The economy is relevant because of the recent power-sharing deal between Fatah and Hamas, the terrorist group who won elections in January 2006. Many countries are deciding whether or not to renew funding to the Hamas-led Palestinian Authority, cut following their election victory. Canada, under Prime Minister Stephen Harper, was actually the first country to do so, cutting its $25-million contribution.
But with bloody clashes in the streets between Fatah and Hamas supporters, little money for the government to spend and massive unemployment, the West Bank and Gaza Strip are in trouble. There will be no end to this conflict, and the despair and hopelessness breeding in the Palestinian territories, without economic development. Palestinians need an option other than becoming a soldier for Hamas or Fatah, or a martyr in the intifada, and the only way to get the economy working will be international help and business investment – and Israel should help.

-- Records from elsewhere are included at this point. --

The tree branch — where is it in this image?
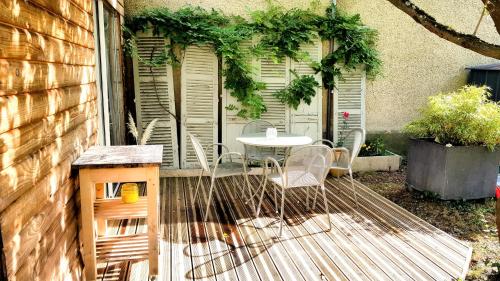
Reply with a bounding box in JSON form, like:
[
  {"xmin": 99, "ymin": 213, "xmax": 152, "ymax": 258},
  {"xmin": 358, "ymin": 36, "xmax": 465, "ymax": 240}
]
[{"xmin": 386, "ymin": 0, "xmax": 500, "ymax": 59}]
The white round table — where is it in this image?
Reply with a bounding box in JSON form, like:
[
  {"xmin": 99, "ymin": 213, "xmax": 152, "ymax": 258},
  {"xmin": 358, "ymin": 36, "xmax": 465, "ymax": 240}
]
[{"xmin": 236, "ymin": 132, "xmax": 313, "ymax": 148}]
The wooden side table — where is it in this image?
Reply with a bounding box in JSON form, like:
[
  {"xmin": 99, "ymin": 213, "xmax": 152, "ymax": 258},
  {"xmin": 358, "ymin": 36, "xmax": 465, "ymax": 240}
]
[{"xmin": 72, "ymin": 145, "xmax": 163, "ymax": 280}]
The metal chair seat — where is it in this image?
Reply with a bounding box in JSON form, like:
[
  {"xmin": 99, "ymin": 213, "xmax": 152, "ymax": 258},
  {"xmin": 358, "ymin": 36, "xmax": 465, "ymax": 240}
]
[
  {"xmin": 268, "ymin": 171, "xmax": 320, "ymax": 188},
  {"xmin": 212, "ymin": 162, "xmax": 247, "ymax": 178}
]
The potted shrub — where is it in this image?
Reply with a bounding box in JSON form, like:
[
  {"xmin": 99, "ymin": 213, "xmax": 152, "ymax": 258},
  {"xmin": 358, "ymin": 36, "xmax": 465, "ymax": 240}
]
[
  {"xmin": 353, "ymin": 137, "xmax": 402, "ymax": 172},
  {"xmin": 404, "ymin": 86, "xmax": 500, "ymax": 200}
]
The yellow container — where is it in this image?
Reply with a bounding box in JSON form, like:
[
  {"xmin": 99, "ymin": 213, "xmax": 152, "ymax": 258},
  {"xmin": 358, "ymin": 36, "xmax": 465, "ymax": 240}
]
[{"xmin": 121, "ymin": 183, "xmax": 139, "ymax": 204}]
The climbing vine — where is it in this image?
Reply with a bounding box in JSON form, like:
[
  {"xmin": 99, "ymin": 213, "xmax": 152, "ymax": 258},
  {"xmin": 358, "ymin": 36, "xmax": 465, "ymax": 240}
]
[
  {"xmin": 124, "ymin": 3, "xmax": 381, "ymax": 119},
  {"xmin": 274, "ymin": 71, "xmax": 320, "ymax": 110}
]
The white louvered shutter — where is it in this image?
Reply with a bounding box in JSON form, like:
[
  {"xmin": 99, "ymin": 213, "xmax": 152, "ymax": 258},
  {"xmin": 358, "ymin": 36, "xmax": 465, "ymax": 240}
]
[
  {"xmin": 221, "ymin": 40, "xmax": 254, "ymax": 154},
  {"xmin": 333, "ymin": 67, "xmax": 366, "ymax": 147},
  {"xmin": 290, "ymin": 39, "xmax": 322, "ymax": 141},
  {"xmin": 180, "ymin": 45, "xmax": 218, "ymax": 168},
  {"xmin": 258, "ymin": 57, "xmax": 290, "ymax": 133},
  {"xmin": 133, "ymin": 32, "xmax": 179, "ymax": 169}
]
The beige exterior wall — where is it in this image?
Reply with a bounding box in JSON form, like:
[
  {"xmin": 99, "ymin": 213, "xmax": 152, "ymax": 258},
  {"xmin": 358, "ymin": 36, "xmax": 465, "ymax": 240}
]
[
  {"xmin": 125, "ymin": 0, "xmax": 500, "ymax": 132},
  {"xmin": 338, "ymin": 0, "xmax": 499, "ymax": 132}
]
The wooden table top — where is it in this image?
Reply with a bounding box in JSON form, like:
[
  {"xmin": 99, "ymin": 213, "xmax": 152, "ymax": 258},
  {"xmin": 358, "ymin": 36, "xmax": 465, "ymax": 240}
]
[{"xmin": 72, "ymin": 145, "xmax": 163, "ymax": 168}]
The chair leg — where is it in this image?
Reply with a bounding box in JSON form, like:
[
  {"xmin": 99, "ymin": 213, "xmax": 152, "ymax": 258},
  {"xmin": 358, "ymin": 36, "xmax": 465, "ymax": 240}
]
[
  {"xmin": 243, "ymin": 167, "xmax": 256, "ymax": 214},
  {"xmin": 193, "ymin": 169, "xmax": 204, "ymax": 200},
  {"xmin": 321, "ymin": 184, "xmax": 332, "ymax": 231},
  {"xmin": 312, "ymin": 185, "xmax": 319, "ymax": 209},
  {"xmin": 273, "ymin": 185, "xmax": 278, "ymax": 213},
  {"xmin": 256, "ymin": 178, "xmax": 268, "ymax": 217},
  {"xmin": 349, "ymin": 169, "xmax": 358, "ymax": 207},
  {"xmin": 204, "ymin": 177, "xmax": 216, "ymax": 222},
  {"xmin": 279, "ymin": 188, "xmax": 285, "ymax": 237},
  {"xmin": 306, "ymin": 186, "xmax": 310, "ymax": 211}
]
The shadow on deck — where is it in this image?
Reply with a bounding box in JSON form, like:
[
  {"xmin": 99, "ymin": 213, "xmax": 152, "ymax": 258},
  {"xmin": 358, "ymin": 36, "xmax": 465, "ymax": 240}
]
[{"xmin": 98, "ymin": 175, "xmax": 472, "ymax": 281}]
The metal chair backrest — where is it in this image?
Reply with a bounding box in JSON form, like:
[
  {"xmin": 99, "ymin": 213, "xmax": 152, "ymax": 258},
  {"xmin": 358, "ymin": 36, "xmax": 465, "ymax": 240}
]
[
  {"xmin": 242, "ymin": 120, "xmax": 275, "ymax": 160},
  {"xmin": 345, "ymin": 128, "xmax": 366, "ymax": 165},
  {"xmin": 284, "ymin": 145, "xmax": 333, "ymax": 186},
  {"xmin": 189, "ymin": 133, "xmax": 210, "ymax": 173}
]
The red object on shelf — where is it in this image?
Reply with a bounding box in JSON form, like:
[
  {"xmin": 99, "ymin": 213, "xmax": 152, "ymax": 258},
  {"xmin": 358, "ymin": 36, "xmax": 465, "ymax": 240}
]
[{"xmin": 496, "ymin": 186, "xmax": 500, "ymax": 198}]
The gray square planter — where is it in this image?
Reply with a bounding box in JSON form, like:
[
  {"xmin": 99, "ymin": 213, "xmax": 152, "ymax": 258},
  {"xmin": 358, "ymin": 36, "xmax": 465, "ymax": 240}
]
[{"xmin": 407, "ymin": 139, "xmax": 500, "ymax": 200}]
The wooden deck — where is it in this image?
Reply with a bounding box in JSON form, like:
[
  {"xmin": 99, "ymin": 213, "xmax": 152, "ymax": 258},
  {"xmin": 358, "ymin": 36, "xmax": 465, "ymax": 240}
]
[{"xmin": 98, "ymin": 175, "xmax": 472, "ymax": 281}]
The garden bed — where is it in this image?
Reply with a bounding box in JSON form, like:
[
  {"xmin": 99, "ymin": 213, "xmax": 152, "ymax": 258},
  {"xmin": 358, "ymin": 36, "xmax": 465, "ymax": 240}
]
[
  {"xmin": 352, "ymin": 151, "xmax": 401, "ymax": 172},
  {"xmin": 356, "ymin": 167, "xmax": 499, "ymax": 281}
]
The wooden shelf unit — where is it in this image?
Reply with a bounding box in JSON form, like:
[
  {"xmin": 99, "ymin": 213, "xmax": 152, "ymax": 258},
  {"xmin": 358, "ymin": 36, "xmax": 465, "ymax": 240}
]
[{"xmin": 72, "ymin": 145, "xmax": 163, "ymax": 281}]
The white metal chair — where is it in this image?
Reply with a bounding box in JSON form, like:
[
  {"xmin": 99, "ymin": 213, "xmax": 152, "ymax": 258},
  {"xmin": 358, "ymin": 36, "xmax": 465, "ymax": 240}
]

“I am the only foreign minister who comes to different states to ask the private sector and the government to help, not Israel, but the others,” said Israeli deputy Prime Minister and Foreign Minister Tzipi Livni in a speech to the Israel-Canada Chamber of Commerce.
She emphasized the role Canadian companies can play in the Palestinian territories’ economic development and how Canadians should look at investing there. Livni wants to get people interested in investing in Gaza.
But how realistic is it to expect the economy to develop and a service sector to emerge?
Palestinian unemployment today is hovering around 40 per cent, and, with a total population of about four million, the PA depends on $1.14 billion in annual aid money to survive and provide essential services.
The unemployment rate was lower before Hamas took over, but the global economic boycott exposed one of the Palestinians’ biggest problems: the PA itself employs 125,000 people, almost a quarter of the workforce in the territories, and pays out 40 per cent of all Palestinian wages. There are few other sources of jobs, even for those who want one.
By October 2006, less than nine months after the embargo began, the PA owed $500 million to civil servants but could not afford to pay their salaries. As a result, jobs were slashed and services cut. Much of the international aid that actually goes to the PA, rather than to NGOs operating in the West Bank or Gaza, goes to paying employee salaries.
However, there is some infrastructure for building a service sector. Almost three quarters of the territories’ GDP comes from the service sector – there were, for example, 77 hotels operating in 2005. This is an industry that cannot really hire any new employees, though, since the area is hardly a tourist attraction right now.
There are very few actual companies in Gaza or the West Bank. Most businesses are small, family-owned operations while the rest of the employed work in agriculture, growing olives or citrus fruits. A further 120,000 people work in Israel, either with a legal work permit or not. Very few make a good living, as the World Bank estimates more than 45 per cent live below the poverty line.
However, the picture is not all bleak. Infrastructure such as roads, electricity and water, despite intermittent destruction by the Israeli military, is relatively intact – the PA just doesn’t have the money to repair and maintain it. Furthermore, a recent agreement between Israel, the PA and Egypt could provide a building block for international investment. Israel agreed to allow Palestinian goods to be sent to Cairo for transportation, a welcome development for the agriculture producers who won’t have to see their food rotting outside a checkpoint.
Before any real economic recovery can take place, though, Palestinians need to have more internal freedom and control. There are constraints on trade and the movement of goods in the West Bank and Gaza, including military checkpoints, which can cause long delays and allow food exports to spoil, the lack of air or sea ports to transport goods, violence between Hamas and Fatah and the general conditions of oppression and stagnation. Of course, safety and security are essential before McDonald’s or Tim Hortons is willing to open up shop in downtown Ramallah.
This is where the chicken or the egg question comes in – Israel will not lift restrictions on goods and movement or open their checkpoints until the violence is stopped, and the violence is unlikely to stop until Palestinians see another way.